Critics are now calling for a significant overhaul of this pricey global Maternal Health Initiative, which is still being implemented despite producing lacklustre results. These concerns, of course, do not justify decreasing funding for maternal health, but instead they demand investing in interventions, which are more effective.
According to the MDG report for 2014, which draws on data compiled between 2010 and 2014 by more than 28 UN and international agencies, only half of pregnant women in developing countries get the recommended four antenatal check-ups.

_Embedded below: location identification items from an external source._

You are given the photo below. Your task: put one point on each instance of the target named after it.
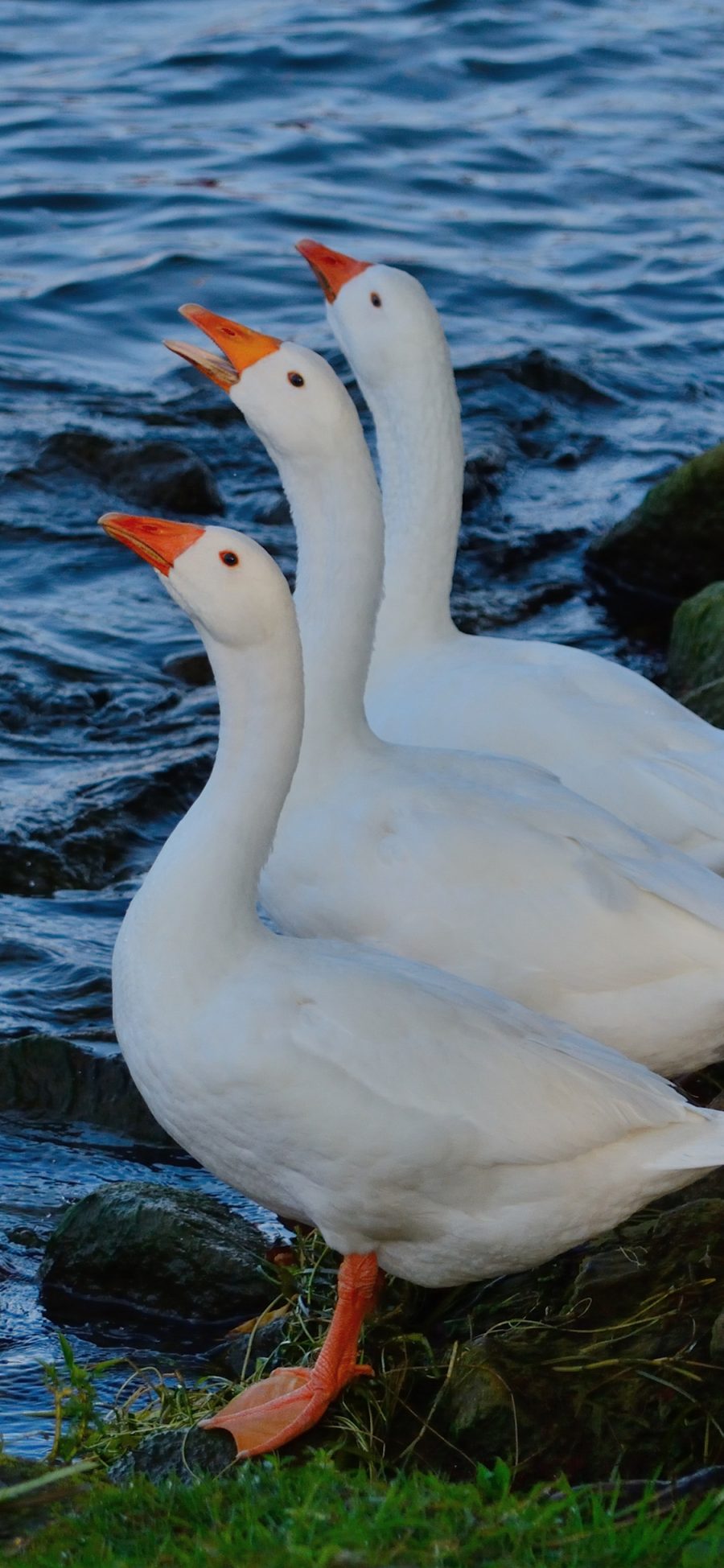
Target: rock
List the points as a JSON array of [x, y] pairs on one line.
[[155, 1250], [152, 474], [696, 654], [241, 1353], [673, 543], [190, 669], [24, 1236], [543, 372], [52, 1079], [603, 1361], [185, 1452]]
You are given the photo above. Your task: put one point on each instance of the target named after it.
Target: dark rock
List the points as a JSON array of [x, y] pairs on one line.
[[696, 654], [276, 513], [148, 1249], [24, 1236], [241, 1353], [190, 669], [152, 474], [185, 1452], [56, 1080], [673, 543], [596, 1363], [543, 372]]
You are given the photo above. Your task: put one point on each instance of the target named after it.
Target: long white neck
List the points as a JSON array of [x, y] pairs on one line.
[[339, 529], [418, 424], [198, 903]]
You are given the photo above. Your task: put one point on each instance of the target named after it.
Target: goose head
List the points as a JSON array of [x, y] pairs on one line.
[[289, 396], [228, 585], [381, 317]]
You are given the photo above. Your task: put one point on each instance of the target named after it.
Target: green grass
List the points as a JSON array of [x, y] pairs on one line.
[[284, 1515]]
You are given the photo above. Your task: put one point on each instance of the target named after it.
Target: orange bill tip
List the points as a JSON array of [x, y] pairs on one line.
[[331, 269], [241, 345], [155, 540]]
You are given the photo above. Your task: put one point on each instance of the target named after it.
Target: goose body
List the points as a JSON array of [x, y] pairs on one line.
[[484, 866], [419, 1121], [603, 730]]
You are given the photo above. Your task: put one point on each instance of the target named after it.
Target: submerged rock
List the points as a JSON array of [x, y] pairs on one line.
[[187, 1452], [673, 543], [154, 474], [696, 654], [142, 1247], [51, 1077]]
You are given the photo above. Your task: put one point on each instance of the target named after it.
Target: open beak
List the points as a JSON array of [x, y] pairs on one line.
[[241, 345], [152, 538], [331, 269]]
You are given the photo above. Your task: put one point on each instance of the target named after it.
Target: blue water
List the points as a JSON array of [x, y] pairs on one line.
[[555, 176]]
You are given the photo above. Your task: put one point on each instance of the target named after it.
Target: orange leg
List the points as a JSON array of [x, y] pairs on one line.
[[294, 1399]]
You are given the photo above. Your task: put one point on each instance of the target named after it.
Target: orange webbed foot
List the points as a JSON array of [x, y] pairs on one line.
[[294, 1399]]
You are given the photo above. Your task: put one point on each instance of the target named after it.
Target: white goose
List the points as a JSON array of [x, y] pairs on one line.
[[605, 730], [422, 1125], [484, 866]]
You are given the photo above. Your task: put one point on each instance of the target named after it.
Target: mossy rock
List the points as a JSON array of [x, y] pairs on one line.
[[154, 1250], [696, 654], [673, 543], [613, 1368], [49, 1077], [185, 1452]]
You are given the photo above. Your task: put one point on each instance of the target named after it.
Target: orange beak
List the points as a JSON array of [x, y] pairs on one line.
[[331, 269], [241, 344], [152, 538]]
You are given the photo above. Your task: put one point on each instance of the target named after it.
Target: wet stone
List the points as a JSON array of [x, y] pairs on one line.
[[187, 1452], [239, 1353], [152, 474], [673, 543], [191, 670], [696, 654], [545, 373], [603, 1360], [52, 1079], [158, 1252]]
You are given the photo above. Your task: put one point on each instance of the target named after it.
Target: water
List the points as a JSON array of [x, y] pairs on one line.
[[553, 175]]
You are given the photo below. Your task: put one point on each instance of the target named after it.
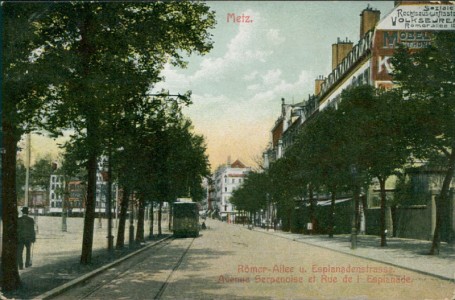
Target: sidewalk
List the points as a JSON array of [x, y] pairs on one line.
[[405, 253], [56, 254]]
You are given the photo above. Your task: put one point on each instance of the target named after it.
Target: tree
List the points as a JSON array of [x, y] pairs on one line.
[[22, 87], [40, 173], [426, 80], [377, 142], [101, 57], [251, 196], [324, 160]]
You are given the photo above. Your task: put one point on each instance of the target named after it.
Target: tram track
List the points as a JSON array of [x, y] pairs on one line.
[[169, 278], [92, 287], [118, 275]]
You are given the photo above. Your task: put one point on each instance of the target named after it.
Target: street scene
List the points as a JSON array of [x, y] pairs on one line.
[[233, 262], [227, 150]]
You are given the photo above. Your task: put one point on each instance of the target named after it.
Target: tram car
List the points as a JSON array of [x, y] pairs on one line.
[[185, 219]]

The need for specialised medical services, including family planning, antenatal and postnatal care, skilled delivery and emergency obstetric care, cannot be replaced by providing cheap drugs alone.
In order to provide greater medical attention for maternal health, there is also an obvious need to bolster the broader public health systems across the developing world. While there are no one-fixes-all prescription to improve public health services universally, convincing decision-makers to allocate more funds to the health sector, especially for addressing maternal concerns, is one step in the needed direction.
While the impacts of the above research findings on altering the design of current global maternal health care programmes remain to be seen, it is clear that developing countries alone are not to be blamed for being unable to implement development interventions adequately to address the plight of their people. It is also the failure of international development agencies, which are not providing effective strategies to address the basic health challenge of ensuring improved maternal health.
Published in The Express Tribune, July 18th, 2014.